There’s a bit of a long story behind some of the stylish recycled hoop pine used by GHIFY in their furniture manufacturing.

First a bit of technical stuff. Hoop pine is a conifer but not of the pinus species rather it is an Araucaria, specifically Auracaria Cunninghamii. It is also known as colonial pine, Queensland pine or Moreton Bay pine.

These amazing trees have a distinctive rough bark, which can range in colour from dark brown to nearly black.

The word “hoop” has been coined, because when bark is stripped from the trunk, it reveals a hoop pattern.

Although native to Queensland and northern New South Wales, much of the timber supplied to the building industry today is grown in plantations in south-east Queensland.
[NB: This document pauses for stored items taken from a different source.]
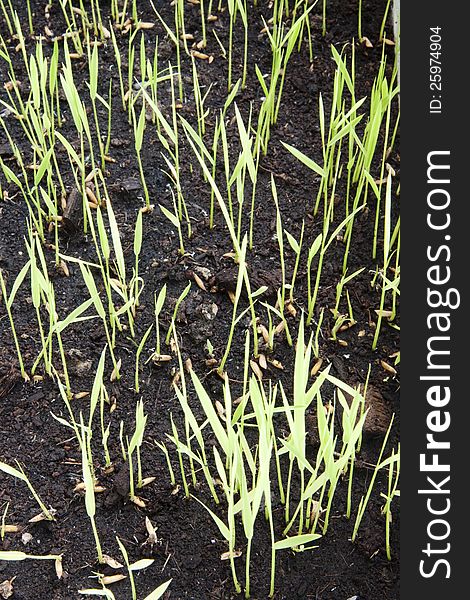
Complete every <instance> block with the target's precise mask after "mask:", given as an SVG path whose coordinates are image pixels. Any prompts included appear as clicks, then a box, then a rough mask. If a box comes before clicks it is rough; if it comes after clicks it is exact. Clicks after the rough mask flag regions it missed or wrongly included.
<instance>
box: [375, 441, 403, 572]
mask: <svg viewBox="0 0 470 600" xmlns="http://www.w3.org/2000/svg"><path fill="white" fill-rule="evenodd" d="M383 466H384V467H385V466H386V465H383ZM399 480H400V446H398V450H397V452H395V449H394V450H393V451H392V454H391V456H390V458H389V463H388V484H387V493H386V494H380V495H381V496H382V498H384V500H385V504H384V506H383V508H382V513H383V515H384V517H385V552H386V554H387V558H388V560H392V552H391V548H390V527H391V524H392V502H393V500H394V498H396V497H399V496H400V490H399V489H398V483H399Z"/></svg>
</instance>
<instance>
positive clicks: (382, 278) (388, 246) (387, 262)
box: [372, 173, 399, 350]
mask: <svg viewBox="0 0 470 600" xmlns="http://www.w3.org/2000/svg"><path fill="white" fill-rule="evenodd" d="M391 195H392V176H391V174H390V173H389V174H388V177H387V188H386V192H385V211H384V213H385V220H384V240H383V263H382V279H383V283H382V286H381V294H380V306H379V309H378V310H377V316H378V319H377V324H376V326H375V332H374V339H373V341H372V350H375V349H376V348H377V342H378V339H379V334H380V329H381V325H382V319H383V317H384V315H386V314H388V313H387V312H385V311H384V305H385V294H386V292H387V290H391V289H393V290H394V292H395V293H396V291H397V289H396V286H397V285H398V281H397V280H396V279H395V283H390V282H389V281H388V280H387V278H386V277H387V276H386V273H387V271H388V269H389V266H390V261H391V259H392V257H393V254H391V248H390V240H391V201H392V198H391ZM396 252H397V261H398V255H399V249H397V251H396ZM390 316H393V313H392V314H390Z"/></svg>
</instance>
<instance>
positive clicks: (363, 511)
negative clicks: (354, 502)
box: [351, 416, 396, 542]
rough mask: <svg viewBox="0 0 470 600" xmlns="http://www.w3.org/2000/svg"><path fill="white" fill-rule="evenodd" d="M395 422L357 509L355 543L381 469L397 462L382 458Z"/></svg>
mask: <svg viewBox="0 0 470 600" xmlns="http://www.w3.org/2000/svg"><path fill="white" fill-rule="evenodd" d="M393 420H394V416H392V419H391V420H390V425H389V426H388V429H387V432H386V434H385V436H384V440H383V443H382V447H381V449H380V454H379V458H378V459H377V463H376V465H375V469H374V472H373V473H372V477H371V480H370V483H369V487H368V488H367V492H366V494H365V496H362V497H361V500H360V502H359V507H358V509H357V515H356V520H355V522H354V528H353V532H352V536H351V541H352V542H354V541H355V540H356V537H357V533H358V530H359V527H360V525H361V522H362V519H363V517H364V514H365V512H366V508H367V504H368V503H369V499H370V496H371V494H372V490H373V488H374V485H375V480H376V479H377V475H378V473H379V471H380V469H382V468H383V467H386V466H388V465H389V463H390V462H391V460H396V457H395V455H394V454H393V455H392V457H393V458H388V459H385V461H382V456H383V453H384V451H385V446H386V444H387V441H388V438H389V436H390V431H391V429H392V425H393Z"/></svg>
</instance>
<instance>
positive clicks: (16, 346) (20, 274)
mask: <svg viewBox="0 0 470 600" xmlns="http://www.w3.org/2000/svg"><path fill="white" fill-rule="evenodd" d="M29 266H30V265H29V262H28V263H26V264H25V265H24V266H23V268H22V269H21V271H20V272H19V274H18V276H17V277H16V279H15V281H14V283H13V286H12V289H11V292H10V295H9V296H8V294H7V290H6V284H5V279H4V278H3V272H2V270H1V269H0V286H1V291H2V300H3V302H4V304H5V308H6V311H7V314H8V320H9V321H10V328H11V332H12V335H13V341H14V343H15V349H16V356H17V358H18V364H19V367H20V372H21V376H22V377H23V379H24V380H25V381H27V380H28V379H29V376H28V374H27V372H26V369H25V366H24V362H23V355H22V353H21V348H20V344H19V341H18V335H17V333H16V328H15V322H14V320H13V313H12V307H13V302H14V301H15V296H16V293H17V291H18V289H19V288H20V286H21V284H22V283H23V281H24V278H25V277H26V275H27V273H28V270H29Z"/></svg>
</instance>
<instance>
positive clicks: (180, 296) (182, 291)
mask: <svg viewBox="0 0 470 600" xmlns="http://www.w3.org/2000/svg"><path fill="white" fill-rule="evenodd" d="M190 289H191V282H189V283H188V285H187V286H186V287H185V288H184V290H183V291H182V292H181V294H180V296H179V297H178V299H177V300H176V303H175V308H174V309H173V316H172V319H171V323H172V325H171V326H170V327H169V328H168V333H167V335H166V338H165V344H166V345H167V346H168V345H169V343H170V338H171V334H172V333H174V334H175V331H174V323H176V316H177V314H178V310H179V307H180V306H181V303H182V302H183V300H184V299H185V298H186V296H187V295H188V294H189V290H190ZM175 335H176V334H175Z"/></svg>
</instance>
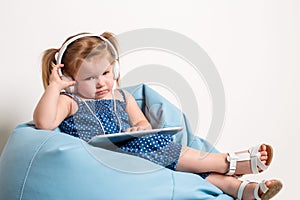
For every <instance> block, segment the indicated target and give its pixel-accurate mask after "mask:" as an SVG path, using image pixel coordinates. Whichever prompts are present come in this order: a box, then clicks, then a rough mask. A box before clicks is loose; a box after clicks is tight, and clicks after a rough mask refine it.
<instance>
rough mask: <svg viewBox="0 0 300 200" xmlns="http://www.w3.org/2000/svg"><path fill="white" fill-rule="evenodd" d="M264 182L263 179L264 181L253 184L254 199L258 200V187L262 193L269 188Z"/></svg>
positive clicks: (266, 191)
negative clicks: (266, 185)
mask: <svg viewBox="0 0 300 200" xmlns="http://www.w3.org/2000/svg"><path fill="white" fill-rule="evenodd" d="M265 183H266V181H265V180H264V181H262V182H260V183H259V184H257V185H256V186H255V189H254V197H255V199H257V200H260V197H259V196H258V190H259V189H260V190H261V191H262V193H263V194H264V193H266V192H267V191H268V190H269V188H268V187H267V186H266V184H265Z"/></svg>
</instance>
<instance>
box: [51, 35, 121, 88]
mask: <svg viewBox="0 0 300 200" xmlns="http://www.w3.org/2000/svg"><path fill="white" fill-rule="evenodd" d="M83 37H98V38H100V39H101V40H102V41H104V42H105V43H107V44H108V45H109V46H110V48H111V50H112V51H113V54H114V59H115V61H116V62H115V64H114V67H113V73H114V77H113V78H114V80H117V79H118V78H119V76H120V65H119V62H118V61H117V60H118V52H117V50H116V48H115V47H114V45H113V44H112V43H111V42H110V41H109V40H108V39H106V38H105V37H103V36H101V35H96V34H91V33H85V34H80V35H77V36H75V37H72V38H71V39H69V40H68V41H67V42H66V43H65V44H64V45H63V46H62V47H61V48H60V50H59V52H58V55H57V59H56V64H62V63H61V60H62V57H63V55H64V53H65V51H66V50H67V48H68V46H69V45H70V44H71V43H72V42H74V41H76V40H78V39H80V38H83ZM58 73H59V75H60V77H61V78H62V79H63V80H73V79H72V78H71V77H69V76H65V75H64V74H63V73H62V71H61V68H59V69H58ZM66 90H67V91H68V92H71V93H74V92H75V91H76V88H75V86H71V87H69V88H67V89H66Z"/></svg>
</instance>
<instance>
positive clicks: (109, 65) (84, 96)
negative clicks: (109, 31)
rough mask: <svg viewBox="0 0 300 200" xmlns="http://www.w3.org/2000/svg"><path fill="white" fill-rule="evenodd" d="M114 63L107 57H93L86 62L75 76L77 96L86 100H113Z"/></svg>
mask: <svg viewBox="0 0 300 200" xmlns="http://www.w3.org/2000/svg"><path fill="white" fill-rule="evenodd" d="M114 63H115V62H113V63H111V61H110V59H109V58H108V57H107V56H92V57H91V58H89V59H86V60H84V61H83V62H82V65H81V66H80V68H79V70H78V72H77V74H76V76H75V80H76V82H77V85H76V87H77V94H78V95H79V96H81V97H83V98H85V99H108V98H111V97H112V90H113V86H114V79H113V67H114V66H113V65H114Z"/></svg>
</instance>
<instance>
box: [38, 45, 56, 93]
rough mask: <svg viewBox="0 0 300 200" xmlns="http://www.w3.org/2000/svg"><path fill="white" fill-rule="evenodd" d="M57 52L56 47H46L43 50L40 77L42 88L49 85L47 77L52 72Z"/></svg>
mask: <svg viewBox="0 0 300 200" xmlns="http://www.w3.org/2000/svg"><path fill="white" fill-rule="evenodd" d="M56 53H57V49H54V48H52V49H48V50H46V51H45V52H44V54H43V57H42V79H43V85H44V89H46V87H47V86H48V85H49V79H50V75H51V72H52V68H53V67H54V66H55V64H56V59H55V54H56Z"/></svg>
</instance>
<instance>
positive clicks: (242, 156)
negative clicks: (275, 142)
mask: <svg viewBox="0 0 300 200" xmlns="http://www.w3.org/2000/svg"><path fill="white" fill-rule="evenodd" d="M261 145H266V144H260V145H257V146H255V147H252V148H250V149H249V150H248V152H246V153H228V156H227V161H228V162H229V163H230V164H229V170H228V172H227V173H226V175H229V176H231V175H239V174H235V170H236V166H237V162H238V161H246V160H250V165H251V171H252V173H253V174H258V173H260V172H262V171H265V170H266V169H267V168H268V166H269V165H270V163H271V161H272V158H273V149H272V147H271V146H270V145H266V147H267V149H266V151H267V153H268V160H267V161H266V164H264V163H263V162H262V161H261V160H260V157H261V154H260V152H259V149H260V147H261Z"/></svg>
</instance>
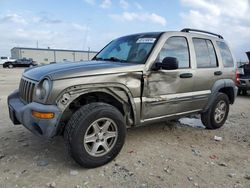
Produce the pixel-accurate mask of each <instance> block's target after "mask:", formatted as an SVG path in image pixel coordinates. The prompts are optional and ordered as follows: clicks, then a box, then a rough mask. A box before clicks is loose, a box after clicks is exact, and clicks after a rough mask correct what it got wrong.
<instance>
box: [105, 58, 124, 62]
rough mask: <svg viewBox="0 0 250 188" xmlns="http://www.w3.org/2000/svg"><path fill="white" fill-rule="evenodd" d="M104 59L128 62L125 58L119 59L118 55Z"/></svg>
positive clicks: (121, 61) (119, 61) (107, 60)
mask: <svg viewBox="0 0 250 188" xmlns="http://www.w3.org/2000/svg"><path fill="white" fill-rule="evenodd" d="M103 60H104V61H114V62H127V61H126V60H123V59H119V58H117V57H110V58H106V59H103Z"/></svg>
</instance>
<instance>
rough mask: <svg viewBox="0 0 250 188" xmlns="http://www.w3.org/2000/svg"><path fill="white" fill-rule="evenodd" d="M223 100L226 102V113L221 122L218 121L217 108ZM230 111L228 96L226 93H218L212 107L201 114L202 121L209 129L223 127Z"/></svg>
mask: <svg viewBox="0 0 250 188" xmlns="http://www.w3.org/2000/svg"><path fill="white" fill-rule="evenodd" d="M221 102H223V103H224V104H225V114H224V117H223V118H222V120H221V121H220V122H216V120H215V117H216V116H215V110H216V108H217V105H218V104H219V103H221ZM228 112H229V99H228V96H227V95H226V94H224V93H218V94H217V96H216V99H215V100H214V101H213V103H212V105H211V106H210V108H209V109H208V110H207V111H206V112H204V113H202V114H201V121H202V123H203V124H204V126H205V127H206V128H207V129H218V128H220V127H222V126H223V125H224V123H225V121H226V120H227V116H228Z"/></svg>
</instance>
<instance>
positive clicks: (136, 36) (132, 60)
mask: <svg viewBox="0 0 250 188" xmlns="http://www.w3.org/2000/svg"><path fill="white" fill-rule="evenodd" d="M158 36H159V33H157V34H138V35H131V36H126V37H122V38H119V39H116V40H114V41H112V42H110V43H109V44H108V45H107V46H106V47H105V48H104V49H103V50H102V51H101V52H100V53H99V54H97V56H96V57H95V58H94V60H104V61H105V60H106V61H117V62H128V63H138V64H143V63H145V61H146V60H147V57H148V56H149V53H150V52H151V50H152V48H153V46H154V45H155V43H156V41H157V38H158Z"/></svg>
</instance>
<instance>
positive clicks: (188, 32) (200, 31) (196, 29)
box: [181, 28, 223, 39]
mask: <svg viewBox="0 0 250 188" xmlns="http://www.w3.org/2000/svg"><path fill="white" fill-rule="evenodd" d="M190 31H194V32H198V33H206V34H209V35H214V36H217V37H218V38H220V39H223V37H222V36H221V35H219V34H216V33H211V32H208V31H203V30H199V29H190V28H185V29H182V30H181V32H186V33H189V32H190Z"/></svg>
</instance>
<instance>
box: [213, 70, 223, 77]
mask: <svg viewBox="0 0 250 188" xmlns="http://www.w3.org/2000/svg"><path fill="white" fill-rule="evenodd" d="M214 75H215V76H220V75H222V72H221V71H215V72H214Z"/></svg>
The plantation trees are harvested in a set regime, and rather than being allowed to reach their full potential, are pruned during their first decade of growth to maximise the timber quality.

Prior to WW2 and today’s harvesting regime becoming the accepted practice, trees were not pruned and lengths of 4×2 inches were often up to eight metres long – unheard of today.

GHIFY is acquiring some of these lengths of hoop pine as we continue to repurpose and recycle timber from around Queensland, for use in all our furniture, including in our dining tables and desks.